Shimla, Feb 25
The State High court has granted a big relief to the Shimla lawyer by quashing an FIR registered. Allegedly the lawyer was opposing permitted entry to a restricted road of the city by way of an agitation two years before. Maintaining that holding peaceful processions, raising slogans, would not be and cannot be an offence under India’s Constitution, the Himachal Pradesh High Court quashed an FIR filed recorded on an Advocate under various Sections (341, 143, 147, 149, 353, 504, and 506 IPC). The Bench of Justice Anoop Chitkara took this decision while hearing a plea of a female Advocate who prayed before the Court to quash the FIR.
The matter was pertaining to a agitation of lawyers in 2019, against the city administration regarding restriction of entry on a shorter route. The lawyers were of the opinion that by not letting them on this route route without valid permit, the city administration was forcing them to take a longer way, which had traffic jams, and thus resulted in delay for attending courts.
The Petitioner’s submitted that the Police registered a concocted FIR due to wreaking vengeance with malicious intentions to scuttle the agitation and that the Police framed her as an accused for the reason that she was supporting the cause.
Putting forward their plea the prosecution stated that a large number of Advocates had assembled at Boileauganj Bazar of Shimla town and they were insisting on taking their vehicles through the restricted road, though they did not have any valid permits to do so. On this, the complainant SHO reached the spot of agitation and noticed many advocates assembled at the place, where the Petitioner was also one of them. Thereafter, the SHO asked them the reasons for creating the traffic jam by halting their vehicles.
Further, when the SHO asked the lawyers to show the permits for driving on the restricted road, the lawyers turned very aggressive and started pushing the police officials, inflicted fist blows, and hurled abuses on them, plead the petitioner. On this, the complainant tried to calm them down, but they kept on hurling abuses, gave pushes, fist blows, threatened to burn the police station, and told the SHO that they would teach him a lesson never forget in his life. After that, these lawyers sat in protest at the spot and raised slogans. Thereafter, an FIR was registered against the lawyers and the petitioner was named as the person present at the spot.
At the outset, the High Court noted that it need not wait for the completion of investigation and taking of cognizance by the Magistrate to quash the FIR. The Court also observed that the offences that are not listed as compoundable, under Section 320 CrPC can also be compounded, and the procedure to follow would be by quashing the FIR, and consequent proceedings.
Significantly, the Court observed that the FIR nowhere mentions the role of the petitioner and even if is presumed that the petitioner was present at the spot, it would still not lead to an automatic inference of her acting with a common object with those who had inflicted fist blows, hurled abuses, and threatened the SHO, and also threatened to burn the Police Station.
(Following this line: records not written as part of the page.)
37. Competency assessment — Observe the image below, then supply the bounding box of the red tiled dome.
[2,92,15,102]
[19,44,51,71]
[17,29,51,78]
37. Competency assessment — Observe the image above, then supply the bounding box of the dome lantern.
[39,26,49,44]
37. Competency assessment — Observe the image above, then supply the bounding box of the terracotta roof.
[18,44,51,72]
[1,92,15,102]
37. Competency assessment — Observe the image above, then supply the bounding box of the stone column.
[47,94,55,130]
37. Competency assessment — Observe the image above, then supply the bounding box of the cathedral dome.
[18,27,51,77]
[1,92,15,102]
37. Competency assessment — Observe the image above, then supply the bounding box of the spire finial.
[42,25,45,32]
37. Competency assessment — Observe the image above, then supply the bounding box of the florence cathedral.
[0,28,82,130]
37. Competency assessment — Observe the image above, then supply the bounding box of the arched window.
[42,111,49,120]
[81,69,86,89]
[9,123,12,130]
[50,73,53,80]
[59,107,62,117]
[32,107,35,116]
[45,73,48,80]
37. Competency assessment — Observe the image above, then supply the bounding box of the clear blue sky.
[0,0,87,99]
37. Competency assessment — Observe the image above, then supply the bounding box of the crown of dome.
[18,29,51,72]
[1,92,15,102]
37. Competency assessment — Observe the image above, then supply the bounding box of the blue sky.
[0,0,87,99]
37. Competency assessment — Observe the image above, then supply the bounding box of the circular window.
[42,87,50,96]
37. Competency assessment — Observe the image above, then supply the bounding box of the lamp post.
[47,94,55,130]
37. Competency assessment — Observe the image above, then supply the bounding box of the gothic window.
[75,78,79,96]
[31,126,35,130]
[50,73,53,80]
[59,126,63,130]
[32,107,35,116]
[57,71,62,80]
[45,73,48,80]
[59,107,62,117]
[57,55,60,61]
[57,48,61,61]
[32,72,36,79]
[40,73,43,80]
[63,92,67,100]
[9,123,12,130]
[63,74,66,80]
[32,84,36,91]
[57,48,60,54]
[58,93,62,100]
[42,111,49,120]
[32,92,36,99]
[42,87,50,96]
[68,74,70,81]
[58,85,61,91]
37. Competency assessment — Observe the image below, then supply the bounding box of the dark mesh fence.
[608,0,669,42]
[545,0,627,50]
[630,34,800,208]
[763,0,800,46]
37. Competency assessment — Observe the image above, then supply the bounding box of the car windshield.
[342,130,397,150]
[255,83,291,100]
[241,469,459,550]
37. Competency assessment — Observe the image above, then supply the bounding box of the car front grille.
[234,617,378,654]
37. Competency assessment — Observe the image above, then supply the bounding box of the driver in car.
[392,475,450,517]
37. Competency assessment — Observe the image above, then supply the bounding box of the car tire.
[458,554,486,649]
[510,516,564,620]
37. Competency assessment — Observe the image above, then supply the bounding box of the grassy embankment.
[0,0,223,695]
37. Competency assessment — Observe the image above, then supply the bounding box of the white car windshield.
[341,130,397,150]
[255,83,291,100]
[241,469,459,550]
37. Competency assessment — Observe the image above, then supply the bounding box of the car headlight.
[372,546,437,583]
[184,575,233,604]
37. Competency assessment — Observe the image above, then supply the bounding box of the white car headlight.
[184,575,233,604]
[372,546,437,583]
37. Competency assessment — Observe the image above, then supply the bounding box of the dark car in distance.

The Court further noted that although the police got a video recording of the incident, the State did not refer to the said portion of the disk at which time frame, the Petitioner was video recorded inflicting fist blows, hurling abuses, or threatening the SHO, or threatening to burn the Police station.
The Court remarked, “Mere presence at the spot in the demonstration would not invite criminal act in the facts and nature of allegations made in the present FIR… therefore, naming the petitioner as an accused is a gross abuse of the process of law. If proceedings are allowed to be continued, it shall amount to the miscarriage of Justice.”
Consequently, the petition was allowed, and the FIR No.164/2019 was quashed along with all the consequential proceedings.